Chikkarangappa fired a brilliant second-round bogey-free six-under-par 66, on DGC’s enchanting Lodhi Course, to go 10 under and take a healthy three-shot lead over his compatriots Om Prakash Chouhan (68) and Rashid Khan (70), Thailand’s Nitithorn Thippong (70), the defending champion and Sadom Kaewkanjana (67), and England’s Matt Killen (69).

Chonlatit Chuenboonngam, the impressive young Thai golfer beaten by Australian Wade Ormsby in a sudden-death playoff last week at the International Series Thailand, carded a 67 and is one shot further back with countryman Poom Saksansin (66), first-round leader Siddikur Rahman from Bangladesh, who will be disappointed to card a 73 after his 65 yesterday, and Quiban — in the Asian Tour’s first visit of the season to the sub-continent.

Chikkarangappa, who started on the back nine, made four birdies on his first nine, birdied his last two, and hit 18 greens in regulation said: “Honestly I am not a fan of this golf course, not a really big fan, but I am just learning how to play every year.”

A top-10 in last week’s International Series Thailand, where he shared the third-round lead with Siddikur, has clearly had a positive effect on a player who has twice finished second on the Asian Tour before.

“I have been putting really well, discussing things with my caddie, and striking the ball really well,” said the Indian, better known as “Chikka,” who has triumphed twice before on the Asian Development Tour, at the TAKE Solutions India Masters in 2014 and 2015.

“I have given a big responsibility to him (his caddie), with no driver in the bag, to hit the most number of fairways, and with that, everything will fall in place.”

Nitithorn beat India’s Ajeetesh Sandhu here last year to claim his maiden Asian Tour title and despite not being at his best today he is perfectly placed heading into the weekend of the $750,000 event.
“I birdied the first but after that, my approach shots weren’t so good,” said the Thai golfer.
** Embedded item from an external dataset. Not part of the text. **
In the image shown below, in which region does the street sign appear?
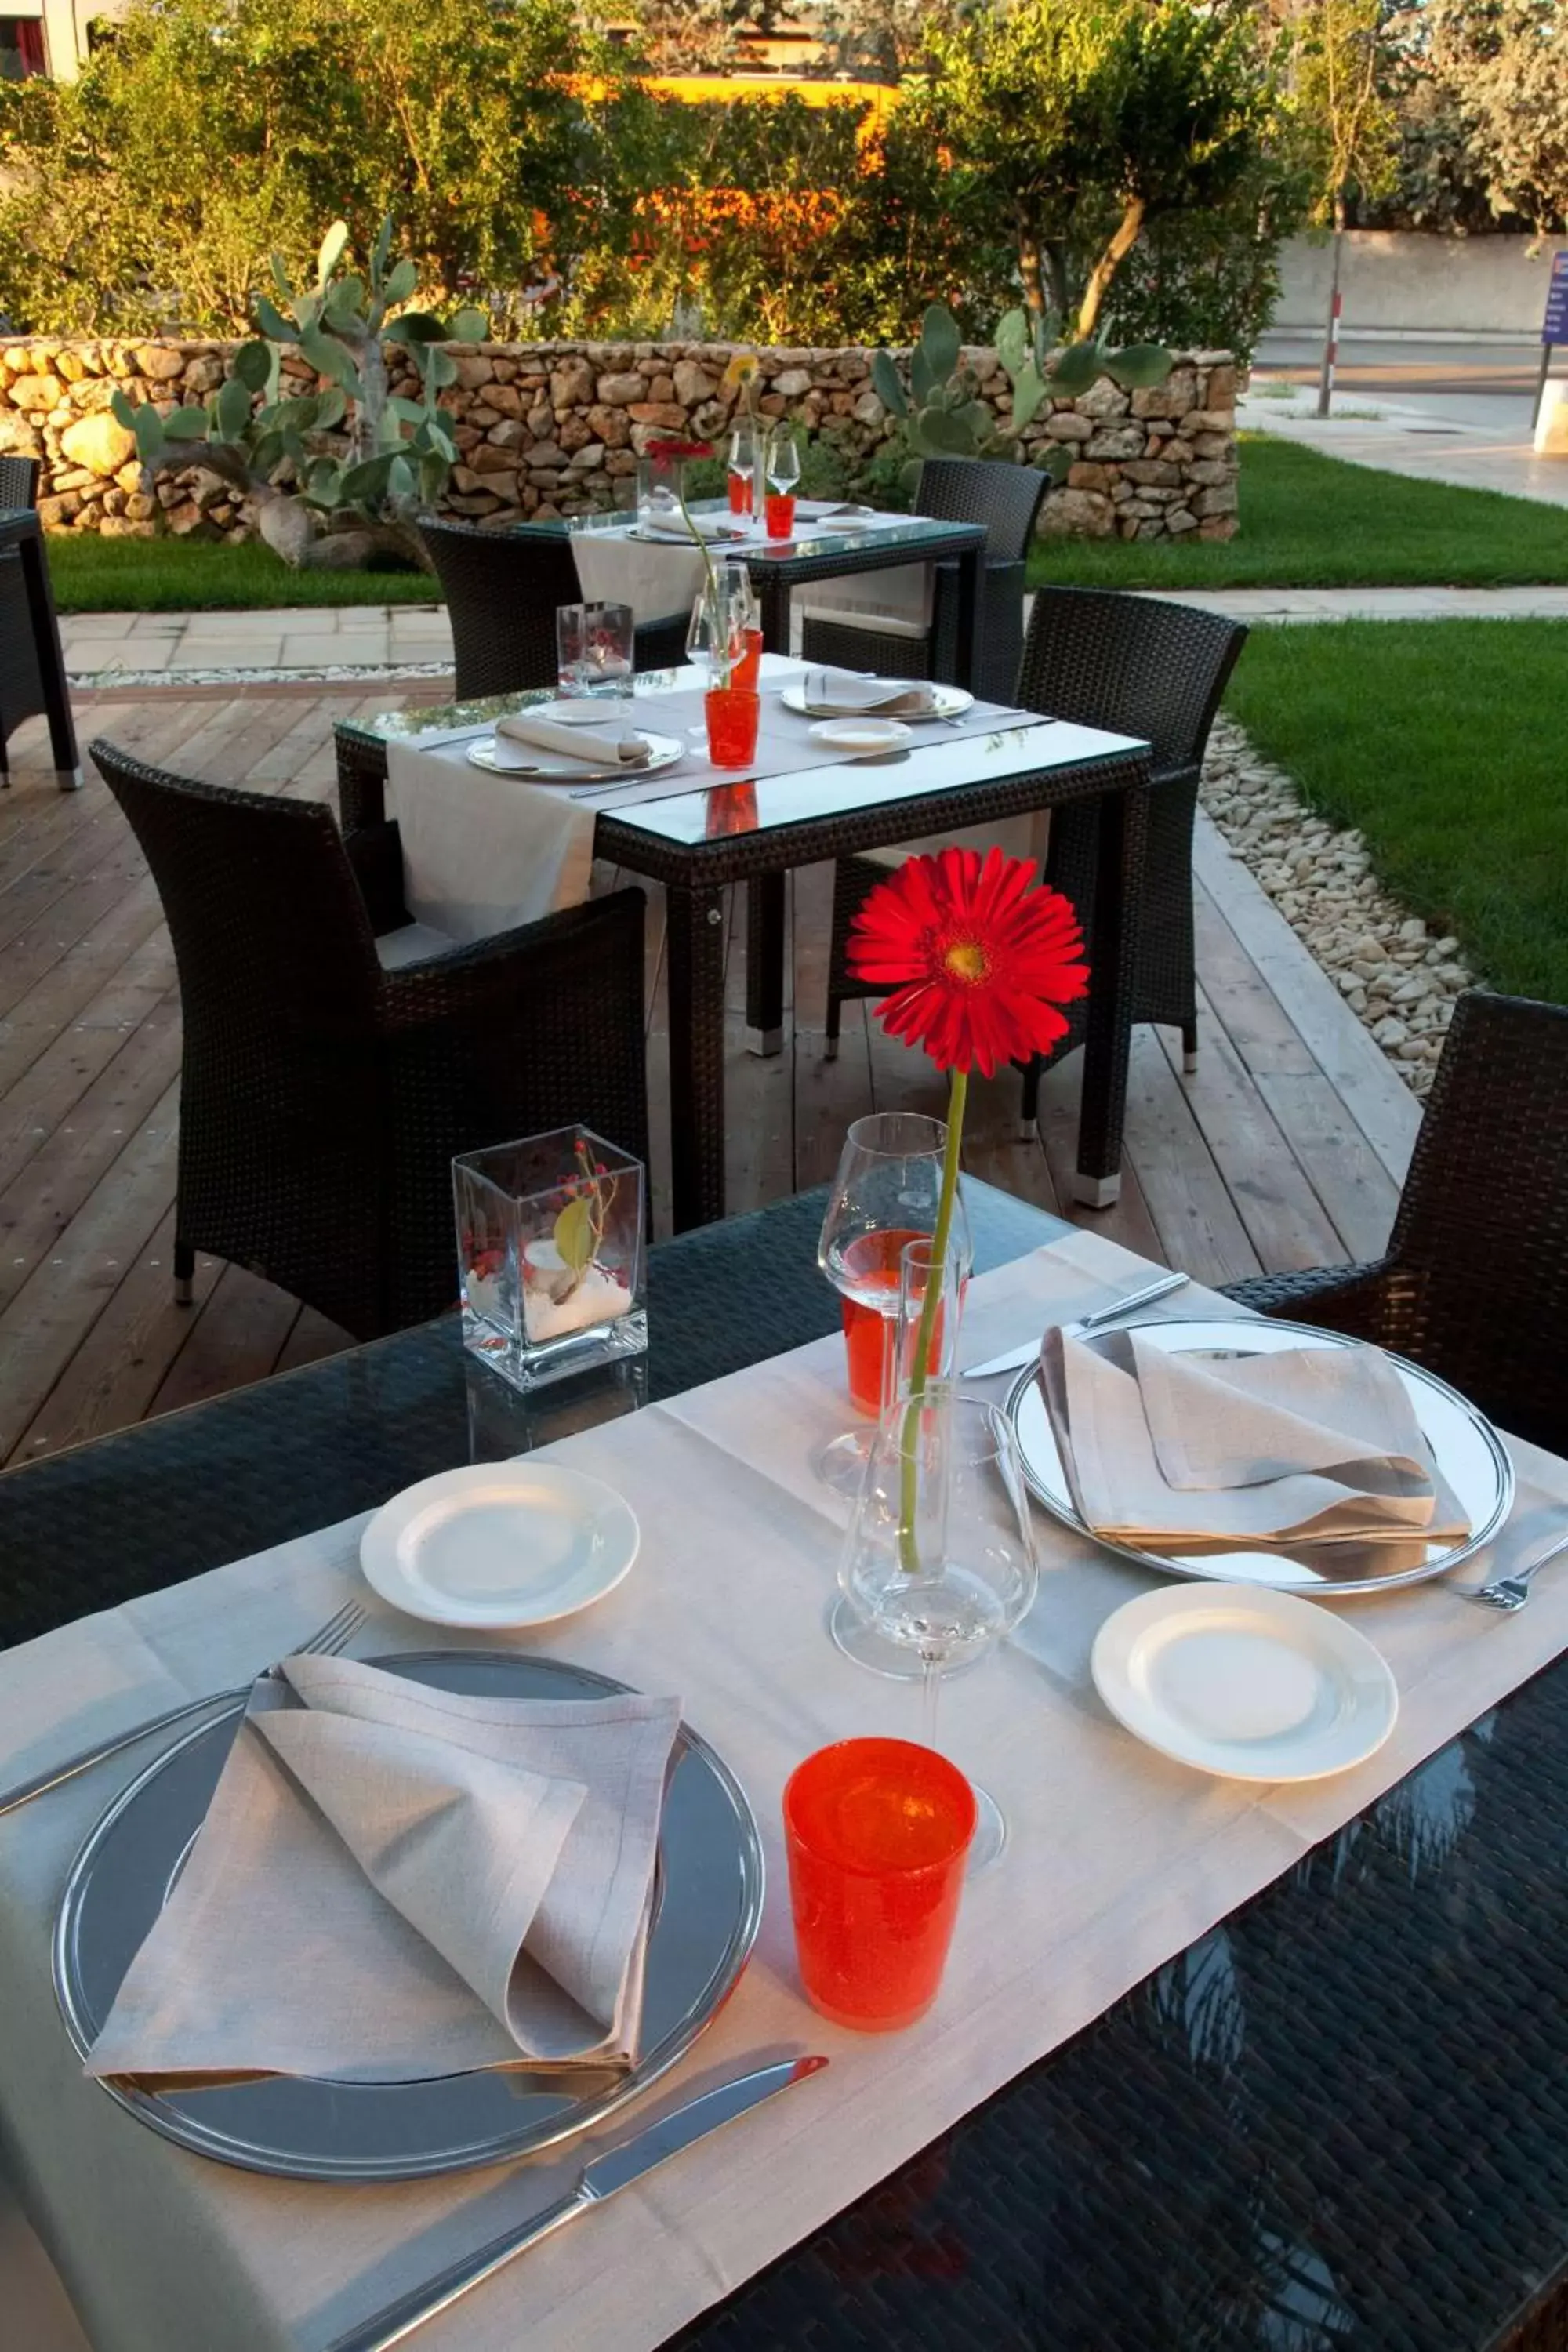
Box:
[1544,251,1568,346]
“I struggled a little bit, bogeyed five, and then a bogey on 10 made me at one over par. After that, I came back with birdies on the 14, 15 and 18. Yeah struggling, but I am pretty happy to get back to two under. I’ll take that.”
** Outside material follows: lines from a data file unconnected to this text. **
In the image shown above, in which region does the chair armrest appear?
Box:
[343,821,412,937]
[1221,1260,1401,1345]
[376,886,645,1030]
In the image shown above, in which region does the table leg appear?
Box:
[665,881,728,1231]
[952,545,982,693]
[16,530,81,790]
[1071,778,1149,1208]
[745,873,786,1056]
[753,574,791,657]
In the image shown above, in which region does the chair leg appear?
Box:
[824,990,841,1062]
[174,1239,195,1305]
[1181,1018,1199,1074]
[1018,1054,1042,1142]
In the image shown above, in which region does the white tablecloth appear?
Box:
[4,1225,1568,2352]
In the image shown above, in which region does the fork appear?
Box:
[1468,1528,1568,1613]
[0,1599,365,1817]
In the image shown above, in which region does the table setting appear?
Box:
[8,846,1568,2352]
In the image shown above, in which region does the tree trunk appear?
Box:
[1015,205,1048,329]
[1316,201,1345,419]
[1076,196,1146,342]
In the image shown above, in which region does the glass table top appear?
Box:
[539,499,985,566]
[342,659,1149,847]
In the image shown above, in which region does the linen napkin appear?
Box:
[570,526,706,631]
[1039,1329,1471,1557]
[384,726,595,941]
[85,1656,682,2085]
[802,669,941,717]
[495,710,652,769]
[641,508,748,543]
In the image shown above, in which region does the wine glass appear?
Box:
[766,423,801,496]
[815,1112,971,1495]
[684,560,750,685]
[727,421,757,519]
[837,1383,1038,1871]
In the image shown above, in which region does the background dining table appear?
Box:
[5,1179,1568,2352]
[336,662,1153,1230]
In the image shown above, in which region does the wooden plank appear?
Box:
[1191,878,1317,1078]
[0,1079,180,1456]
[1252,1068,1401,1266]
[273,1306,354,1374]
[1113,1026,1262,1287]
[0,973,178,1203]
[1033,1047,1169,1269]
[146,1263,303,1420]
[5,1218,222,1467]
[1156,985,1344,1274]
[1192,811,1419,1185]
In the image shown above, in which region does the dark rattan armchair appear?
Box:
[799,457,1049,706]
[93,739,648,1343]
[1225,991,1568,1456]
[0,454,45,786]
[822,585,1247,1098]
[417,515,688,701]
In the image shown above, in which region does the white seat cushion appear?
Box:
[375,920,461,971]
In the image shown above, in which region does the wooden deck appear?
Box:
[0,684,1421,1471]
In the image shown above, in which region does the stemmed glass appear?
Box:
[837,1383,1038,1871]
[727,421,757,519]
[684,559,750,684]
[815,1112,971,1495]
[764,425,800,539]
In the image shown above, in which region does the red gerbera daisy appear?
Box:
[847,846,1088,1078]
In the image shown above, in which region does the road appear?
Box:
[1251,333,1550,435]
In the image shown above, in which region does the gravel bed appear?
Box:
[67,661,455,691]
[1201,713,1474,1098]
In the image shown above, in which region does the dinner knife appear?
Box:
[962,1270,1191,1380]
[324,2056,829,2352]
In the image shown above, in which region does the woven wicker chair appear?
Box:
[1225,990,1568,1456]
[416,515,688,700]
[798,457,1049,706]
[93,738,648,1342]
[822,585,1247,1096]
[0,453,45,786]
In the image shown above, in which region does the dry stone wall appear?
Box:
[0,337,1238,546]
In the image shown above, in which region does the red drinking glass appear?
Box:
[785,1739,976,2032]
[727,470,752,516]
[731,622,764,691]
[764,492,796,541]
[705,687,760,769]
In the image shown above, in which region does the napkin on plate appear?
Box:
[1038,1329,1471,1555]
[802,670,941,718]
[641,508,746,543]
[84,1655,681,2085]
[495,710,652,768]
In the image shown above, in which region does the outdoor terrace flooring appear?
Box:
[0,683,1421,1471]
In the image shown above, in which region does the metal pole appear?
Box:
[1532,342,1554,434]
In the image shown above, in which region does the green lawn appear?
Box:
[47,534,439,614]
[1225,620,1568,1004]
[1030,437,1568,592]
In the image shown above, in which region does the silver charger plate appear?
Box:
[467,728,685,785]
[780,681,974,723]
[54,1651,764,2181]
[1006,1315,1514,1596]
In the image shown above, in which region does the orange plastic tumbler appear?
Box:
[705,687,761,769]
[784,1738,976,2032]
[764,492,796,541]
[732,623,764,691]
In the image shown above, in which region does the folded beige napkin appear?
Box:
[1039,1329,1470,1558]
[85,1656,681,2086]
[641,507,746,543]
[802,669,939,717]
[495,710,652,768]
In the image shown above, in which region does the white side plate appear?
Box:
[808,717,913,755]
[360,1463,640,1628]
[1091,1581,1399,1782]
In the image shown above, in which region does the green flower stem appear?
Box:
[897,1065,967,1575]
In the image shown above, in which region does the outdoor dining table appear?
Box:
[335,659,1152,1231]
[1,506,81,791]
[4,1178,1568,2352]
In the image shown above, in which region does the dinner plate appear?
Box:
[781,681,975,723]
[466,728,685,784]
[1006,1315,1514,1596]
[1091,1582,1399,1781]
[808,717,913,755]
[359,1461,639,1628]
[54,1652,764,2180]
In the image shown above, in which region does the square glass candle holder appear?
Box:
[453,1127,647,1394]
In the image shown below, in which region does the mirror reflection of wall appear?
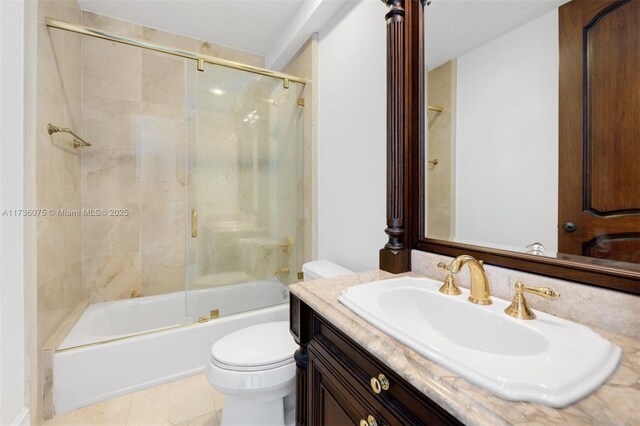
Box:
[426,8,559,253]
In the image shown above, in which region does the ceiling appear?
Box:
[426,0,569,69]
[77,0,569,71]
[77,0,307,57]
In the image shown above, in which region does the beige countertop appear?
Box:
[289,270,640,426]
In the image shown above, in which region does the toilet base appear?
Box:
[220,389,295,426]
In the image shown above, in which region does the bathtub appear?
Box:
[54,279,290,414]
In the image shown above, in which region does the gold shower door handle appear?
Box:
[191,209,198,238]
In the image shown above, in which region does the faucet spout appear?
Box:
[449,255,492,305]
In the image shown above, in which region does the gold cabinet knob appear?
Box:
[358,415,378,426]
[370,374,390,394]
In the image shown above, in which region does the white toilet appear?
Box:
[206,260,353,426]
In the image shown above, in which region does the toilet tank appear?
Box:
[302,260,353,281]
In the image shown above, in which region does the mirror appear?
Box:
[423,0,639,272]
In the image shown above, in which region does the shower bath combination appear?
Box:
[38,13,308,417]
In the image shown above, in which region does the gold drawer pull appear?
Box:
[370,374,390,394]
[359,415,378,426]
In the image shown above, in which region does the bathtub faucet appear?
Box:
[273,267,290,276]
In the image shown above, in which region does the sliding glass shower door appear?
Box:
[185,64,304,321]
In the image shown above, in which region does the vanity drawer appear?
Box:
[311,312,461,426]
[308,343,397,426]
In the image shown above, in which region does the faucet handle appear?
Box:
[436,262,461,295]
[505,281,560,320]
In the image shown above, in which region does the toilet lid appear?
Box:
[211,321,297,370]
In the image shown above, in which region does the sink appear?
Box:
[339,277,621,408]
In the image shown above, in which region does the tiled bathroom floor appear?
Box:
[43,374,224,426]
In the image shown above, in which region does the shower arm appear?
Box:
[47,123,92,149]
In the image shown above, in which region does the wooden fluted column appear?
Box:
[380,0,426,273]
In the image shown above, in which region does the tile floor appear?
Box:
[43,374,224,426]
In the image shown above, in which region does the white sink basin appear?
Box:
[339,277,621,407]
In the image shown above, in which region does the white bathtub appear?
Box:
[54,279,290,414]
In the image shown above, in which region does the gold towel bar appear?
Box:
[427,105,444,112]
[47,123,92,149]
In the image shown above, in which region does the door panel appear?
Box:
[558,0,640,263]
[583,233,640,263]
[586,0,640,214]
[185,64,304,319]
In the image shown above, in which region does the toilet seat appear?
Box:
[210,355,293,372]
[207,321,297,395]
[210,321,298,372]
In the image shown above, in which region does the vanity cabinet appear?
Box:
[291,294,461,426]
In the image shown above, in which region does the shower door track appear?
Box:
[45,17,308,88]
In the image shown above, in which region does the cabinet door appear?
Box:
[308,345,386,426]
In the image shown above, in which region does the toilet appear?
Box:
[206,260,353,426]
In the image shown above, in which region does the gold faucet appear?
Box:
[436,262,462,295]
[505,281,560,320]
[273,267,290,276]
[449,255,492,305]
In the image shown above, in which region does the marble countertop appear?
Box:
[289,270,640,426]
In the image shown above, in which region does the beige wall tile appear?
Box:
[141,202,185,296]
[282,35,316,265]
[81,149,140,207]
[141,262,185,296]
[82,37,142,102]
[36,0,84,417]
[38,25,82,126]
[81,96,140,151]
[73,12,282,305]
[140,202,185,249]
[138,103,186,154]
[83,253,141,303]
[140,152,185,205]
[142,52,187,108]
[36,4,84,420]
[426,60,456,238]
[82,204,141,257]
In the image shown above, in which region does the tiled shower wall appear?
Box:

Poom’s 66, the joint lowest round of the day with Chikkarangappa, was highlighted by an incredible run of five birdies in the last seven holes of the back nine, which was his first half as he started on 10, with his only dropped shot of the day coming on 16. After birdies on one and two he parred his way home.

“I played good, the driving was good,” said Poom, a three-time winner on the Asian Tour with the most recent coming at the 2018 Indonesian Masters, an event he also won in 2016.

“There were some misses but still I played well. Most of the time my birdies were from like six feet or six feet. I hit my irons better today.”

“This is my third time at DGC. The conditions are now way better on the new course. But the bushes are still the same, if you get into it it is difficult to come out. The fairway is softer so better conditions.”